Monday 11/22
Strength / Skill
Strict Press
On a 15 minute clock, build to a heavy set of 6 (HSO6), then complete 4 sets of 4 at the same weight as HSO6
WOD - 5 rounds for time
10 devil's press (50/35)
20 wall balls (20/14)
WOD: Other than generally working faster, this workout is a success for an athlete if they:
1) Are intentional about using their hips to float the dumbbells overhead while doing devil's press
2) Save their shoulders on wallballs by emphasizing leg drive out of the squat
Tuesday
Strength / Skill
Kipping and Butterfly Pull-ups
10 minutes of kipping pull-up progressions
6 minute EMOM of 8-12 pull-ups
WOD - 5 rounds
3 minutes to complete:
- 18/14 cal row
- 12 hang cleans (115/80)
- 12 burpees over bar
90 second rest
Kipping Pull-up Progression:
1) Scap pull-up
2) Kip swing
3) Kip swing + pull
4) Kipping pull-up
Butterfly Pull-up Progression
1) Arms only, on box
2) Reverse bicycle kicks
3) Strict fall throughs
4) Butterfly pull-up
WOD: Other than generally working faster, this workout is a success for an athlete if they:
1) Limit resting to the 90 seconds between rounds
2) Scale to complete all rounds of hang cleans unbroken
Wednesday
Strength / Skill
Back Squat
12 minutes to build to a heavy set of 8 (HSO8)
10 minute EMOM of 4 back squats with the same weight as HSO8
WOD - For time
21 - 15 - 9
Power snatches (95/65)
Cals on bike
WOD: Other than generally working faster, this workout is a success for an athlete if they:
1) Go pedal to the metal on the bike
2) Push through grip fatigue on the snatches
Athletes should scale the snatch weight such that they can complete at least 10 touch and go reps when fresh.
Thursday
Strength / Skill
Jerks
20 minutes to complete:
2x5
3x3
3x2
WOD - 15 min AMRAP
12 handstand push-ups
18 deadlifts (185/115)
24 box jumps
WOD: Other than generally working faster, this workout is a success for an athlete if they:
1) Scale the handstand push-ups to be the most difficult part of the workout
2) Keep a consistent cycle rate on the box jumps
Handstand pushups can be scaled to 5 wall walks, or 12 challenging z-press.

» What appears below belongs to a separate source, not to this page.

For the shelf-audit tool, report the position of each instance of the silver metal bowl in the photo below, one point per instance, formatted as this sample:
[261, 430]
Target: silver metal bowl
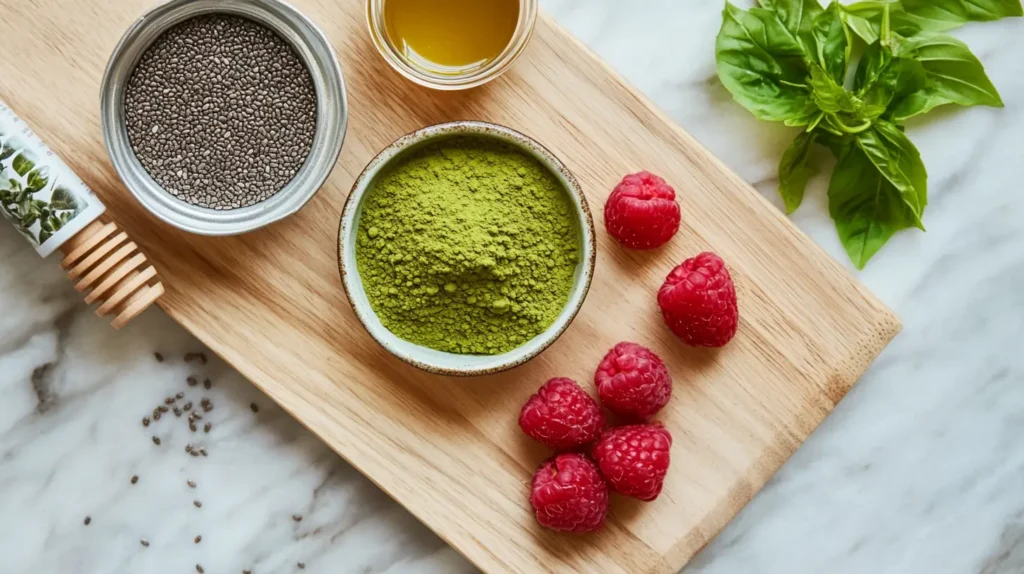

Deadlifts should be scaled such that athletes can complete an unbroken set of 18 when fresh.
Friday
Strength / Skill
Lunges and Toes to Bar
6 minutes to warm up to a challenging set of 10 lunges with bar on back
14 minute alternating EMOM
1) 10 back rack lunges
2) 10 toes to bar
WOD - 12 min AMRAP
6 squat cleans (155/105#)
9 pull-ups
12 push-ups
WOD: Other than generally working faster, this workout is a success for an athlete if they:
1) Maintain proper technique on pull-ups that was practiced on Tuesday
2) Are intentional about reaching good squat depth on all cleans
Squat cleans should be heavy, but does not force the athlete to take too much rest between reps. Pull-ups and push-ups should be scaled to avoid breaking up in more than 2 sets.